Запретный край | страница 54
Для всех наступал счастливый момент, когда приходила шлюпка, чтобы увезти его на тот берег, в город. Иногда им обеим приходилось уезжать с ним; порой мать отказывалась, и Кампуш на руках переносил дочь в шлюпку и усаживал на красивую подушку. Но малышка Пилар визжала и плакала; тогда он спускал ее под козырек, на шатких ножках она переходила назад через узкий берег, порой шлепалась в воду, и ама вылавливала ее. Под смех шлюпка, наконец, уплывала, и они оставались в покое.
С двенадцати лет, после смерти матери, они уже никогда более не бывали там, и в жару и в холода оставались в раскаленном или промозглом городе. Кампуш не стремился назад, к покою, к воспоминанию о презрительно-сострадательном взгляде жены, к странному ощущению, охватывавшему его, когда он был один среди зарослей, словно там шептались о нем, словно там он был под прицелом многочисленных глаз. Он предпочитал оставаться там, где был первым: среди своих советников и офицеров, согласных с его словами.

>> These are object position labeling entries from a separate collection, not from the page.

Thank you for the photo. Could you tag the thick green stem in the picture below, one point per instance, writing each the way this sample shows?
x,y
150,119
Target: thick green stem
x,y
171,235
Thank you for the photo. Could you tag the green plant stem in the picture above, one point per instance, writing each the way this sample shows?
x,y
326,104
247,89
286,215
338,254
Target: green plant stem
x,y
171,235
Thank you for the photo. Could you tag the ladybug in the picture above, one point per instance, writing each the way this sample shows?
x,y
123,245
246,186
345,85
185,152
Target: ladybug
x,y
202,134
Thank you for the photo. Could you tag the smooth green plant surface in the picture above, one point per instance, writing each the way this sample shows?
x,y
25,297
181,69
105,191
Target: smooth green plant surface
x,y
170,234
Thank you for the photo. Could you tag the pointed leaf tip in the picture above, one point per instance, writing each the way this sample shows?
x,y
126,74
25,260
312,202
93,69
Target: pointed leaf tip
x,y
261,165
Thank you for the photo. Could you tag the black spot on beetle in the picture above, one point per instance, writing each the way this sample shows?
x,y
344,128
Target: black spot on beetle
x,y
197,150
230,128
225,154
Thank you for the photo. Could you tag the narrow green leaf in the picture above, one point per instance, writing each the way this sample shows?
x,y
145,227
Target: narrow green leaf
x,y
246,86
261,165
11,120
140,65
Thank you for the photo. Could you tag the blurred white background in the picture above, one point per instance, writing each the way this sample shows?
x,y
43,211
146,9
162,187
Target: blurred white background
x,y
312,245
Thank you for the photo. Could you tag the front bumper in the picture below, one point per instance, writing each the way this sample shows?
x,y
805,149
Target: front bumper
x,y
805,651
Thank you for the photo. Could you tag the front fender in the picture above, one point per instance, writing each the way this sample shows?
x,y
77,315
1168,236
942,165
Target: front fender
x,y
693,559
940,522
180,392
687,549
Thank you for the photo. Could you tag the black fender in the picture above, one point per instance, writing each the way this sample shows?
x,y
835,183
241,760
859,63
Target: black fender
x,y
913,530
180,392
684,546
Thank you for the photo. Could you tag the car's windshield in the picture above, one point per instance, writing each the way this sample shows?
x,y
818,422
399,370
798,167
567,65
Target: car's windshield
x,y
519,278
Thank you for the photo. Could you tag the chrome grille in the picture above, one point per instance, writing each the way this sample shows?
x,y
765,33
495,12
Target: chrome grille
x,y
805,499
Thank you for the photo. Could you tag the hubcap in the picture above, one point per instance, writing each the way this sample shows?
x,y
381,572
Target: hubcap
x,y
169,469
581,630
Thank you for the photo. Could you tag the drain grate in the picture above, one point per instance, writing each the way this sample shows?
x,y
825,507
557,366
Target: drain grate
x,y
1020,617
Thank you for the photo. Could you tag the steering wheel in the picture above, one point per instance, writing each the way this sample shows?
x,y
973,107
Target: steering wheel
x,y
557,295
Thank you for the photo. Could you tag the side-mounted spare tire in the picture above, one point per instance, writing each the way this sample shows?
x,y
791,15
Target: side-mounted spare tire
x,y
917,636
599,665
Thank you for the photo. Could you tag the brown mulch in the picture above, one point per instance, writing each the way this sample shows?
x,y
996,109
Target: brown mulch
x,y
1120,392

Кампуш больше никогда не упоминал о домике. Возможно, он позабыл о его существовании. В любом случае он не стал бы искать Пилар там, он не смог бы вообразить себе, что она, изнеженная настолько, насколько это возможно в колонии, сможет жить в таком запустении, с годами превратившемся в чащобу.
Отец и сломленный любовник слепо таращились на солидные стены монастыря и представляли себе Пилар, непокорную беглянку, в простой беседе с патерами, прохаживающуюся по галереям. Ронкилью порой преследовало видение Пилар в беленой келье, коленопреклоненной перед узкой лежанкой, над которой висело распятие; потом она раздевалась, и декор менялся: Пилар, на коленях перед скамьей, на которой сидел он, меж колен – меч с крестообразной рукоятью. Его разочарованность не могла наколдовать ему действительности: Пилар, блуждающую по тихим аллеям, двигаясь как никогда свободно и грациозно, в таком легком одеянии, в каком он ее никогда еще не видел.

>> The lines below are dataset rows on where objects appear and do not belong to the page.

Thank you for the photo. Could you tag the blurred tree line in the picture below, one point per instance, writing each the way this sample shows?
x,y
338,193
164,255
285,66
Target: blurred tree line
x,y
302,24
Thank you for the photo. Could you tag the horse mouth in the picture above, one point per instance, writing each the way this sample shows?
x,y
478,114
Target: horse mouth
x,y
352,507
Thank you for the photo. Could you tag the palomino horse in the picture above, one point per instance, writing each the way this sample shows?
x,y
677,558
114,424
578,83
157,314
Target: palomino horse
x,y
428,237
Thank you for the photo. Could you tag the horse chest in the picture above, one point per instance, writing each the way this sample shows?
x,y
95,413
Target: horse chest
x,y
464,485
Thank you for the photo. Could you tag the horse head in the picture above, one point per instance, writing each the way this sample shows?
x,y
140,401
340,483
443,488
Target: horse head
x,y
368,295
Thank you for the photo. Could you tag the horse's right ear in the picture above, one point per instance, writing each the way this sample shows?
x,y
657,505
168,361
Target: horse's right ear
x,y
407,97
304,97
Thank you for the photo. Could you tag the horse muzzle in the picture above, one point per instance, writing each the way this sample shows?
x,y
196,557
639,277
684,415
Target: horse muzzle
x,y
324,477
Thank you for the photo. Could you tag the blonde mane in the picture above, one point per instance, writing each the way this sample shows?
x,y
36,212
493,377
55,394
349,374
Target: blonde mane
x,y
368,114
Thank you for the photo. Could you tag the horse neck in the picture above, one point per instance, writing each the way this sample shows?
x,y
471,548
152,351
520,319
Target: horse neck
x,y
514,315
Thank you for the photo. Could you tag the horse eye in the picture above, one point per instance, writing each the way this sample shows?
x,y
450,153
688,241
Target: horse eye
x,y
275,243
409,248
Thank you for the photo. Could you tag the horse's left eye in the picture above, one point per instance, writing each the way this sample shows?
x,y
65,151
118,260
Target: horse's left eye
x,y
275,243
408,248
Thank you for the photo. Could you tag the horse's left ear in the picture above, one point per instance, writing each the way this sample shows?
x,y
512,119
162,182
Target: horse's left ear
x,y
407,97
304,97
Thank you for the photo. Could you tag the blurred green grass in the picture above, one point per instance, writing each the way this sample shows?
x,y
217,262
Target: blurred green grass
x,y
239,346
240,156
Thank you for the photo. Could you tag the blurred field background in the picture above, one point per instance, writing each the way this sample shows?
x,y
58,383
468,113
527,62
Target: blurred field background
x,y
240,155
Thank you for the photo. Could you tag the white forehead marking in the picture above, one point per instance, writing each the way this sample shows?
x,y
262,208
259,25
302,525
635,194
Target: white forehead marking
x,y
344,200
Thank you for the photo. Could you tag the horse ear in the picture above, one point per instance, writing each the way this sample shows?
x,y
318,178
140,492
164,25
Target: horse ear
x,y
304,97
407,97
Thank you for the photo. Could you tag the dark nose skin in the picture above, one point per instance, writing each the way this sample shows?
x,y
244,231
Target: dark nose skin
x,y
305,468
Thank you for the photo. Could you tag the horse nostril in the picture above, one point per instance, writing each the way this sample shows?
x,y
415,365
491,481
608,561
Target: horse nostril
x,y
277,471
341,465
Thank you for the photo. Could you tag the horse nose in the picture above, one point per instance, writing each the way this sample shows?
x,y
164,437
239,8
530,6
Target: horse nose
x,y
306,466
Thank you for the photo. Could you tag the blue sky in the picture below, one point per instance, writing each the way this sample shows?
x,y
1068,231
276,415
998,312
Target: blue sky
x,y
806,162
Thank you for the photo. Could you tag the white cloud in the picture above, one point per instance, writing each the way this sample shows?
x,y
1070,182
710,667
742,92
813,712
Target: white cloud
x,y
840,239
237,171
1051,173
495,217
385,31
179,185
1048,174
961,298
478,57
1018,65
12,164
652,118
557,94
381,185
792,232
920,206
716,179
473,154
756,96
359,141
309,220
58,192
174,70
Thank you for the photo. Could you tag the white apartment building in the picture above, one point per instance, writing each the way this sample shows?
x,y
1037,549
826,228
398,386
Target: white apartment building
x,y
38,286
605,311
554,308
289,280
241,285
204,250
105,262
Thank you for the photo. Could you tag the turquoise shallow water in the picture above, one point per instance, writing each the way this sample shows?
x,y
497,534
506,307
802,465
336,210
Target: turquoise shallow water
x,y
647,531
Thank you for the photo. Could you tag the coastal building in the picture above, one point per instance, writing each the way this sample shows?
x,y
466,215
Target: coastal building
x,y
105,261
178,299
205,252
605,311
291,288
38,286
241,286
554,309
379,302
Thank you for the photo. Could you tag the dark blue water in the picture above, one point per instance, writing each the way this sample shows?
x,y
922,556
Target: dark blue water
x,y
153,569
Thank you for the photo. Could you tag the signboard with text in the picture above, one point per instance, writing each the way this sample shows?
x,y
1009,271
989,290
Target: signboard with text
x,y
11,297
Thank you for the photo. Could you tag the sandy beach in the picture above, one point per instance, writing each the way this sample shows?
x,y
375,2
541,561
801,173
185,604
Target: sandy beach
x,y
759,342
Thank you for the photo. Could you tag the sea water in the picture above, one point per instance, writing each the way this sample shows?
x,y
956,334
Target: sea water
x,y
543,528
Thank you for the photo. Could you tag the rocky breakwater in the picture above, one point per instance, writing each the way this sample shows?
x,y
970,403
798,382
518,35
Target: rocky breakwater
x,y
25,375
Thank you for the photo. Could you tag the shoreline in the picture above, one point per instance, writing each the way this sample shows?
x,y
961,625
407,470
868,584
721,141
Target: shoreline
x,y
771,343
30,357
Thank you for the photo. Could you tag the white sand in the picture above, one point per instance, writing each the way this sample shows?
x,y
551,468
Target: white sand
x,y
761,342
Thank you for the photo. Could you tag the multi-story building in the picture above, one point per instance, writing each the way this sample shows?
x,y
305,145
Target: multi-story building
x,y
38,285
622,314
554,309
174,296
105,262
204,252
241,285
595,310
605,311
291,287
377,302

К огромному ее удивлению, деревянный домик не был разграблен, хотя сад одичал и наполовину зарос; предметы и мебель покрывал толстый слой пыли, но на ней не было чужих следов. Ама поведала ей, что жители острова считали домик заброшенным храмом, верили, что дух ее матери блуждает там, и что тут обитают духи: порой им слышатся голоса. Пилар тоже слышала их, но через пару дней она поняла, что это такое: ветер, завывающий в сквозных щелях стен, и твари, незримо гнездившиеся под буйно разросшимися кустами и высокой травой. Были еще звуки, которых она не могла объяснить, но они ее не заботили. Здесь она была счастлива больше, нежели в отцовском доме, над которым всегда, как туча, нависал его яростный гнев, где почти ни дня не проходило без вторгавшихся в него волнений, которые приносила его служба. Рыбак привозил провизию, ама готовила пищу; через день-другой Пилар привыкла к китайской еде, словно никогда в жизни не пробовала ничего иного. Казалось, что с каждым днем она всё больше отдаляется от отца и сближается с матерью.